As Menon noted, “about 60% of Malaysian stocks are considered shariah-compliant,” she said. “It's quite a large universe in terms of the investments that are available to our fund managers.”
However, the companies had best not hold their breath. As of March 31, the large and mid-cap-focused FTSE Bursa Malaysia EMAS had shed 17.57% since the beginning of the year, versus a 14.73% drop in the FTSE Bursa Malaysia EMAS Shariah Index over the same period.
The local government began a second phase of movement controls in April, effectively placing the country under further lockdown. As of April 6, Malaysia had 3,793 confirmed coronavirus cases. Add into that the country’s ongoing political upheavals, and more bad news could yet emerge.
As a result it’s “anyone’s guess” how many more challenges Malaysia still has to face before markets begin to improve, according to Khadijah Sairah Ibrahim, chief executive of the Kuala Lumpur-based Eastspring Al Wara Investments. Her company has RM3.74 billion ($897.6 million) of shariah-compliant assets under management, sourced in part from takaful companies.
“To be fully invested at around 90%-95% may not provide [our] fund managers with the needed agility when the equity market plunges further,” she told AsianInvestor by email.
KEEPING LIQUIDITY
Another factor takaful companies will need to consider once they are comfortable investing is how many local stocks are still viable.
As mandated by the Shariah Advisory Council of Securities Commission’s shariah screening methodology, listed companies are allowed a 33% debt-to-total-asset ratio. Those that have to add debt to survive may lose their viability as a shariah-compliant investment.
“Typically, in the next cycle, they come back on the list because they have reduced their debt ratio. But for those who, due to their financing structure, rely on more debt over a longer-term, then our fund managers are required to dispose of that equity because it is no longer shariah-compliant,” said Menon.
However, fund managers may hold onto the equity until breakeven to ensure that they don’t lose money from their initial outlay.
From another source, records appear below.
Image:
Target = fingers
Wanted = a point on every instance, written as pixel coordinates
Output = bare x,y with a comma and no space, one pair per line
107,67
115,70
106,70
Additionally, it is possible to “cleanse” any gains made from investments in non-compliant companies through donations to charities or be used for the firm’s corporate social responsibility projects.
Will the economic damages of the coronavirus push corporates to the brink of becoming non-compliant and shrink the investible universe for Islamic asset owners?
Eastspring Al Wara’s Ibrahim said it’s too early to know, but given the uncertainty around just how badly the outbreak will wreak the local economy, she advised caution.
“[Equity] valuations have conspicuously fallen from recent highs, but careful attention should also be given to whether they are still elevated relative to their longer-term history,” she said. As of early April large-cap shariah equities, for example, were still trading at their five-year average mean a price-to-earnings ratio of 17 to 18 times.
For takaful companies, with liquidity on hand, it cannot hurt to wait some more before taking the plunge. In the meantime, Ibrahim suggested that domestic liquidity will benefit both government and corporate Islamic bonds.